ClearView was also important for sound. So much of our mix process is collaborative. For example, it meant we could request a sound effect that was ‘bassier’ and our sound mixer would be able to search, find and playback there and then rather than going back and forth.

We were able to streamline the whole process so now it no longer felt like crisis mode. It just felt like this is how it is supposed to work over zoom and ClearView.

Annie Rader, Associate Producer, Riverdale
Annie Rader, Associate Producer, Riverdale


Once the pandemic was over presumably you all went back to the office?

Because we’d done really great work for two years using ClearView remotely we were able to segue into more of a hybrid workflow.

We had one team who preferred to work in the office and two editing teams who preferred to work at home. We also had a floating Avid system in the office if, for whatever reason, anyone’s internet went down, or their producer wanted to work in person. 

Part of that was preference but was also about managing lower numbers in the facility and mix stage. At the beginning of the back to work during and post-pandemic there were limits to the numbers of people permitted in close proximity. After a while this was relaxed, and we transitioned to it being personal preference whether one worked remotely or not.

We did do most of our mixes in person with Roberto joining remotely via ClearView sometimes, as would our editor instead of coming to the mix stage.

I’d say we were 85% to 90% remote even up to our very last episode.

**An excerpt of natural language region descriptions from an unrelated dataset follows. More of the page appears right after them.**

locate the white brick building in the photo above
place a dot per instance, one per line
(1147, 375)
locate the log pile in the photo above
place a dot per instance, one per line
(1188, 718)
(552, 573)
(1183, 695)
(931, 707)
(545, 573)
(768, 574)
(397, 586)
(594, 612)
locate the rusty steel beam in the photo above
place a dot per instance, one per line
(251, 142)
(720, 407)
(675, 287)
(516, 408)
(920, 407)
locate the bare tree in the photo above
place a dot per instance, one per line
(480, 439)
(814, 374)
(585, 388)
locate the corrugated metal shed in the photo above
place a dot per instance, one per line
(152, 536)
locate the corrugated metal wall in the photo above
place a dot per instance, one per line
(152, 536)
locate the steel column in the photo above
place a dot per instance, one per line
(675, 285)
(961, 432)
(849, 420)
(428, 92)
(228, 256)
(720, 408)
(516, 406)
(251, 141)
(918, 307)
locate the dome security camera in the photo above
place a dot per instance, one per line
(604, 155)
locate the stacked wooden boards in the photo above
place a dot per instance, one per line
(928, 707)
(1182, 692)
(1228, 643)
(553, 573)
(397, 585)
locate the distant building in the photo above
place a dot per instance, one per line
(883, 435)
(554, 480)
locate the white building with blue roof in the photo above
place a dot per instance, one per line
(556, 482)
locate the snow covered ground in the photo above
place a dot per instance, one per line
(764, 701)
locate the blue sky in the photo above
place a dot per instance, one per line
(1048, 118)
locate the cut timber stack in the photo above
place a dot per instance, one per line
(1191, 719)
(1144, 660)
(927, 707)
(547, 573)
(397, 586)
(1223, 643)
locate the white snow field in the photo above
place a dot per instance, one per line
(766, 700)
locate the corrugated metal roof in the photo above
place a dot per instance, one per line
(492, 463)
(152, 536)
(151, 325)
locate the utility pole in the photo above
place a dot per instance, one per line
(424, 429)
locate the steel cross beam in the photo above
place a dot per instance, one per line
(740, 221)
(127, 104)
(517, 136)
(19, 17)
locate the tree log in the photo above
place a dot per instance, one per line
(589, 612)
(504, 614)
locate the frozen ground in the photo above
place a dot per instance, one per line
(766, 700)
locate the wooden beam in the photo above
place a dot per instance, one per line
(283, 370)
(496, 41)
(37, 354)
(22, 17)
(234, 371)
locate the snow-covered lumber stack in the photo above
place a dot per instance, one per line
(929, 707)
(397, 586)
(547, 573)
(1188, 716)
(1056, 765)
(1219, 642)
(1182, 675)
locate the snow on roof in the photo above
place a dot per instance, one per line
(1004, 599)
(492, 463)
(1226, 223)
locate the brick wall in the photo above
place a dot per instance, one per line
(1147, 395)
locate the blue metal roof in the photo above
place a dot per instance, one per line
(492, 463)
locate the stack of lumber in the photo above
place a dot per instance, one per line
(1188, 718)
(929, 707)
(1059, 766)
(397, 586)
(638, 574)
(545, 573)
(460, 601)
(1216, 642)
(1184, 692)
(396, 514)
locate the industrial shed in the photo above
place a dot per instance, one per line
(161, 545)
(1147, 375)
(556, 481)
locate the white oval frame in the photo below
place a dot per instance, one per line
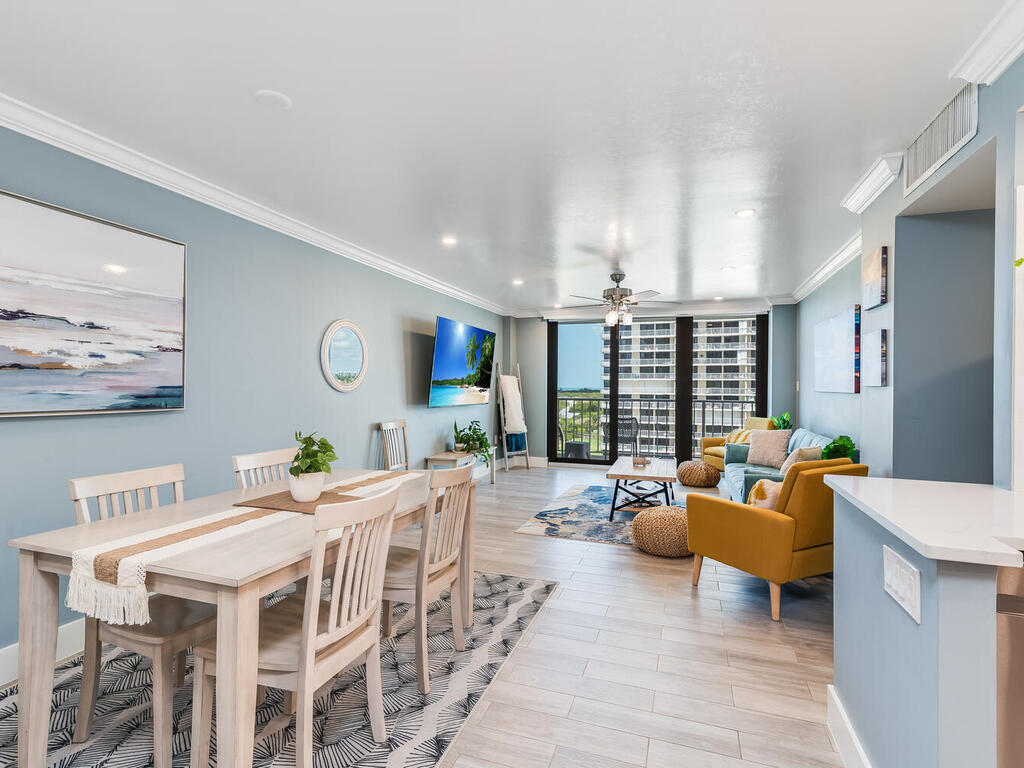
(333, 329)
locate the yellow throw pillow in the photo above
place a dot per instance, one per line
(765, 494)
(801, 455)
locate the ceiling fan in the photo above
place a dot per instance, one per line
(619, 300)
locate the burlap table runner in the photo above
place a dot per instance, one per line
(108, 581)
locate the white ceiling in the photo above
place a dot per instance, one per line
(548, 136)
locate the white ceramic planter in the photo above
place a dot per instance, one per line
(306, 487)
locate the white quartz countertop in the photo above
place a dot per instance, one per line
(957, 521)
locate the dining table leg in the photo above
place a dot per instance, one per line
(37, 642)
(466, 572)
(238, 651)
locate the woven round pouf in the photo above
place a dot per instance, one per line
(697, 474)
(662, 530)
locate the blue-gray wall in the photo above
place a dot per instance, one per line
(827, 413)
(997, 105)
(943, 374)
(258, 303)
(782, 361)
(914, 701)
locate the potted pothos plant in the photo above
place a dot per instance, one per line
(841, 448)
(310, 465)
(473, 439)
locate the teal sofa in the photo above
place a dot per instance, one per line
(740, 476)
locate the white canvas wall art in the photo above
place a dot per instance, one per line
(91, 314)
(837, 352)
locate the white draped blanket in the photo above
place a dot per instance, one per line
(515, 423)
(127, 601)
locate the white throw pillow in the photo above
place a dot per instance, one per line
(768, 446)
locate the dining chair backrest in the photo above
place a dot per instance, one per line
(441, 538)
(357, 578)
(395, 439)
(259, 469)
(123, 493)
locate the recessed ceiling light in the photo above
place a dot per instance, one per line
(273, 98)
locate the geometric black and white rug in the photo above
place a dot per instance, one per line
(419, 728)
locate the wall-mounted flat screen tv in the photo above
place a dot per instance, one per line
(463, 359)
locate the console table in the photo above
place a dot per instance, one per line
(457, 458)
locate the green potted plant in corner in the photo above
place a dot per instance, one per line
(473, 439)
(310, 465)
(841, 448)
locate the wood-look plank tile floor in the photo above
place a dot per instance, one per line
(629, 666)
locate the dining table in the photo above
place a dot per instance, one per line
(233, 574)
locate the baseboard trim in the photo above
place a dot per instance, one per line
(71, 640)
(520, 461)
(843, 734)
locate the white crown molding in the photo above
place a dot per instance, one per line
(675, 309)
(842, 257)
(997, 47)
(28, 120)
(882, 173)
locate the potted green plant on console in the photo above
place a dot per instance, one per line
(473, 439)
(311, 463)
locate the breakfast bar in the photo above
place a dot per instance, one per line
(915, 647)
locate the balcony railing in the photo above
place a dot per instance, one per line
(646, 427)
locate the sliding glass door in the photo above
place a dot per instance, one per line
(651, 388)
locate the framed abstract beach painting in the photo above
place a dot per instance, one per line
(91, 314)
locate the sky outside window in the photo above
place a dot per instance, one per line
(580, 350)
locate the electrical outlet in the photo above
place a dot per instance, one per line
(902, 582)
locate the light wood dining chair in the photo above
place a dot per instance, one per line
(394, 435)
(175, 624)
(259, 469)
(305, 641)
(419, 576)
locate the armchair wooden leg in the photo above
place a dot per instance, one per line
(776, 599)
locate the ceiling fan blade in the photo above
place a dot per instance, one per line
(642, 296)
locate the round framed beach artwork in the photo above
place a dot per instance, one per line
(343, 355)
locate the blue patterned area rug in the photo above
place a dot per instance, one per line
(419, 728)
(582, 512)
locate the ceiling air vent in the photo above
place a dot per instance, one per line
(953, 127)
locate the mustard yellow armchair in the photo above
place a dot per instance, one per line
(794, 541)
(713, 449)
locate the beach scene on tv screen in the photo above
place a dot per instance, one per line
(463, 359)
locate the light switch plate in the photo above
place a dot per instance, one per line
(902, 582)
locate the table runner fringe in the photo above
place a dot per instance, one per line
(117, 604)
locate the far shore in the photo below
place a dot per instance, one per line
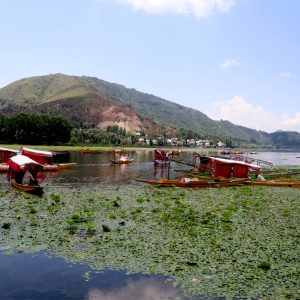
(137, 148)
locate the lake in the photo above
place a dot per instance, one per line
(93, 168)
(45, 276)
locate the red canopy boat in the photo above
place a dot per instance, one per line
(18, 165)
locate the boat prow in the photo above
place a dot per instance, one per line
(33, 189)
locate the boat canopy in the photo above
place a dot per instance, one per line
(160, 154)
(41, 156)
(227, 168)
(22, 162)
(6, 154)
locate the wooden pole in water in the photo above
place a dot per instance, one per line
(169, 169)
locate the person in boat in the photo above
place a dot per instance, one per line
(259, 177)
(28, 178)
(123, 158)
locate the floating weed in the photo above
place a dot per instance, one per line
(55, 198)
(32, 210)
(265, 266)
(139, 200)
(210, 241)
(6, 225)
(33, 223)
(106, 228)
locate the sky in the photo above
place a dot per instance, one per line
(236, 60)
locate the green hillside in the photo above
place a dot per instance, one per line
(46, 91)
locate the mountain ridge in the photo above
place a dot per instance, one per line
(93, 101)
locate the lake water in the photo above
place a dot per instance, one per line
(40, 276)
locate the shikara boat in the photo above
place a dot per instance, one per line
(4, 167)
(127, 160)
(57, 167)
(33, 189)
(278, 183)
(196, 183)
(18, 165)
(88, 151)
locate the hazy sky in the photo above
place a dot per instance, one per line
(236, 60)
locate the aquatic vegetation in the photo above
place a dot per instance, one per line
(233, 242)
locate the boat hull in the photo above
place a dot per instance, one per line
(196, 183)
(121, 162)
(278, 183)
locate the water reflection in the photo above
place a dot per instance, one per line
(24, 276)
(95, 168)
(141, 289)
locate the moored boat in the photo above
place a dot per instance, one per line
(21, 167)
(88, 151)
(278, 183)
(120, 157)
(34, 189)
(196, 183)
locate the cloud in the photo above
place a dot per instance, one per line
(285, 74)
(292, 122)
(198, 8)
(238, 111)
(229, 63)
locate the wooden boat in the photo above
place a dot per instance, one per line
(196, 183)
(120, 157)
(4, 167)
(57, 167)
(161, 157)
(33, 189)
(18, 165)
(278, 183)
(64, 166)
(125, 161)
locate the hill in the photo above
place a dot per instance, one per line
(92, 102)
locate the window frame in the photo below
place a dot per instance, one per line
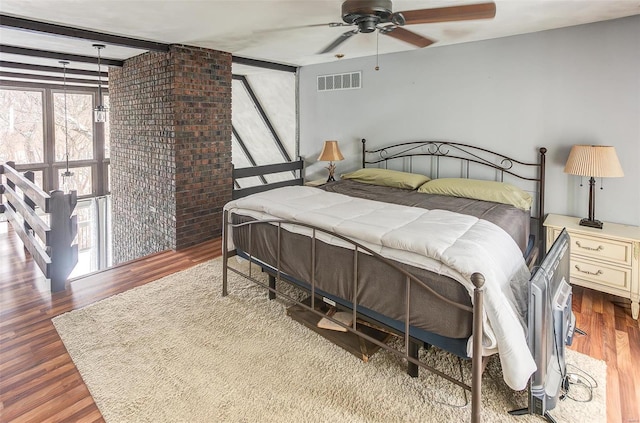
(51, 168)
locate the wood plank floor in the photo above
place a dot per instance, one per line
(39, 382)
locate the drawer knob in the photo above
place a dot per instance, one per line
(599, 272)
(600, 247)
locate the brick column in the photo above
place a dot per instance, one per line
(170, 121)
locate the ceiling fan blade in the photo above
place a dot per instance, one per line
(451, 13)
(408, 37)
(341, 39)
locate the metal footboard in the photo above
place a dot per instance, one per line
(409, 281)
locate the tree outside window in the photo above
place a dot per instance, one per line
(21, 126)
(79, 126)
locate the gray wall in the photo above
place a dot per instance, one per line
(578, 85)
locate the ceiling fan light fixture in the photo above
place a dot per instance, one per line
(398, 19)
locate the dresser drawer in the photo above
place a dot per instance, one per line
(609, 250)
(602, 274)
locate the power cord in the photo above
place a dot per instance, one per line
(580, 383)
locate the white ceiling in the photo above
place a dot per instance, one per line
(274, 30)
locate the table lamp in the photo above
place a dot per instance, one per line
(594, 161)
(330, 153)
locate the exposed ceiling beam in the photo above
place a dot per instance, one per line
(66, 31)
(32, 77)
(263, 64)
(22, 51)
(42, 68)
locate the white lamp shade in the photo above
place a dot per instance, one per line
(598, 161)
(330, 152)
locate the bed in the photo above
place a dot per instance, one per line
(437, 269)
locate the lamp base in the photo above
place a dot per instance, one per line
(591, 223)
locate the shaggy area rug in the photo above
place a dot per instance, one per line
(175, 350)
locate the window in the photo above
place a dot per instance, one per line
(21, 126)
(34, 136)
(79, 126)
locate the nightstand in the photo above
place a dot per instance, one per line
(606, 259)
(315, 183)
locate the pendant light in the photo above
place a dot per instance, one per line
(66, 175)
(100, 112)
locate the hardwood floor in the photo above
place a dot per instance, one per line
(39, 382)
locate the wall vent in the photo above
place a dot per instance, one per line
(340, 81)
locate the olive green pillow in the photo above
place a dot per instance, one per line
(387, 177)
(498, 192)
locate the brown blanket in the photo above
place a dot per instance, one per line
(512, 220)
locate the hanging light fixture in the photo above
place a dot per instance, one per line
(66, 175)
(100, 112)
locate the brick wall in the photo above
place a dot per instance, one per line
(170, 121)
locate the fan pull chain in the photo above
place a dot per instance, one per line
(377, 49)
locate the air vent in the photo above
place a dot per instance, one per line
(340, 81)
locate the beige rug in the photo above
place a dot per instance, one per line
(175, 350)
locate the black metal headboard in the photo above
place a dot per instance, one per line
(467, 154)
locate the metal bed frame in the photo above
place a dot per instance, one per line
(437, 150)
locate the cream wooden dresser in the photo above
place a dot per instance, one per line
(606, 259)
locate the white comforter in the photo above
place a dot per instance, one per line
(448, 243)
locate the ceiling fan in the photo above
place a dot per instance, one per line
(369, 15)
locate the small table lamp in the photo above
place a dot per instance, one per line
(330, 153)
(593, 161)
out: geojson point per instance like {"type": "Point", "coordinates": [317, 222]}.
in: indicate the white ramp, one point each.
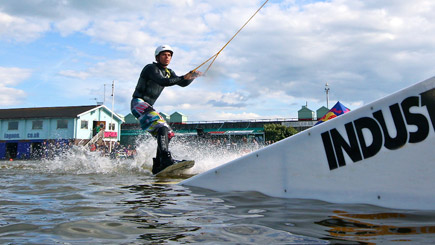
{"type": "Point", "coordinates": [382, 154]}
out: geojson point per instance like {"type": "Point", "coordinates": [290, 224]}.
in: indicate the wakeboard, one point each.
{"type": "Point", "coordinates": [176, 169]}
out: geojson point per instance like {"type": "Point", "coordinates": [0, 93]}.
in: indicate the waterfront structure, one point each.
{"type": "Point", "coordinates": [24, 132]}
{"type": "Point", "coordinates": [305, 113]}
{"type": "Point", "coordinates": [178, 117]}
{"type": "Point", "coordinates": [321, 112]}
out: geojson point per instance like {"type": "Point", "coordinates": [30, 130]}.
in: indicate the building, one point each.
{"type": "Point", "coordinates": [178, 117]}
{"type": "Point", "coordinates": [321, 112]}
{"type": "Point", "coordinates": [305, 114]}
{"type": "Point", "coordinates": [25, 131]}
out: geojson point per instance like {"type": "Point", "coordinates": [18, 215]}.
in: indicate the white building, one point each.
{"type": "Point", "coordinates": [24, 131]}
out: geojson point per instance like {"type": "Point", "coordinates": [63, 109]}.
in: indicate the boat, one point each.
{"type": "Point", "coordinates": [381, 154]}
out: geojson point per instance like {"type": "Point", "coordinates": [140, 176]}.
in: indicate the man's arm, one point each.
{"type": "Point", "coordinates": [154, 74]}
{"type": "Point", "coordinates": [188, 78]}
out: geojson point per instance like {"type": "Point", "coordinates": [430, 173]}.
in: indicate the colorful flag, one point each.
{"type": "Point", "coordinates": [335, 111]}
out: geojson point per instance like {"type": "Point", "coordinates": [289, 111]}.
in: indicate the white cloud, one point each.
{"type": "Point", "coordinates": [281, 59]}
{"type": "Point", "coordinates": [9, 78]}
{"type": "Point", "coordinates": [19, 29]}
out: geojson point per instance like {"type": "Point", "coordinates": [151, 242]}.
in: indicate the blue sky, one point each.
{"type": "Point", "coordinates": [62, 53]}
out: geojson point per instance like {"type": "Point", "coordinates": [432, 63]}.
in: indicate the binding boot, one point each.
{"type": "Point", "coordinates": [164, 158]}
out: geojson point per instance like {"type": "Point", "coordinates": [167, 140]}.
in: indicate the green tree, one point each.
{"type": "Point", "coordinates": [277, 132]}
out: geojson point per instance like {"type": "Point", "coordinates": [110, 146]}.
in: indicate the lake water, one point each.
{"type": "Point", "coordinates": [83, 198]}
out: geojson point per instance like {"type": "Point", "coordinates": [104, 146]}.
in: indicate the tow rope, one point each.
{"type": "Point", "coordinates": [217, 54]}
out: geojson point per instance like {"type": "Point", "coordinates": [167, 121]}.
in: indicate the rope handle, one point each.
{"type": "Point", "coordinates": [217, 54]}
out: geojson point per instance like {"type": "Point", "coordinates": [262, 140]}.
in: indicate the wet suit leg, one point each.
{"type": "Point", "coordinates": [163, 158]}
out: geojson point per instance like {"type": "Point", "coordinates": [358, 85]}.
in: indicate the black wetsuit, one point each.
{"type": "Point", "coordinates": [153, 79]}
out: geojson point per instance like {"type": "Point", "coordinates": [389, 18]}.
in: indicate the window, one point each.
{"type": "Point", "coordinates": [12, 125]}
{"type": "Point", "coordinates": [84, 124]}
{"type": "Point", "coordinates": [37, 124]}
{"type": "Point", "coordinates": [62, 123]}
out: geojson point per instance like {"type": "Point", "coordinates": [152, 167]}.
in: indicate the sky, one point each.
{"type": "Point", "coordinates": [68, 53]}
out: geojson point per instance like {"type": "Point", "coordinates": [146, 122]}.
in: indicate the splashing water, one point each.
{"type": "Point", "coordinates": [79, 160]}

We had one team in the office who were regularly using ClearView for sessions with the producer and director shooting in Vancouver or with our showrunner who spends a lot of his time in New York.

Riverdale ended photography on S7 just before the SAG-AFTRA strikes kicked in and the finale aired in September. What is your next move, Annie?

Since I’ve worked essentially for five years non-stop with a couple weeks off between seasons, and the Covid break, I am welcoming a hiatus right now! I’m busy refreshing my engines for when production goes crazy following resolution of the strikes.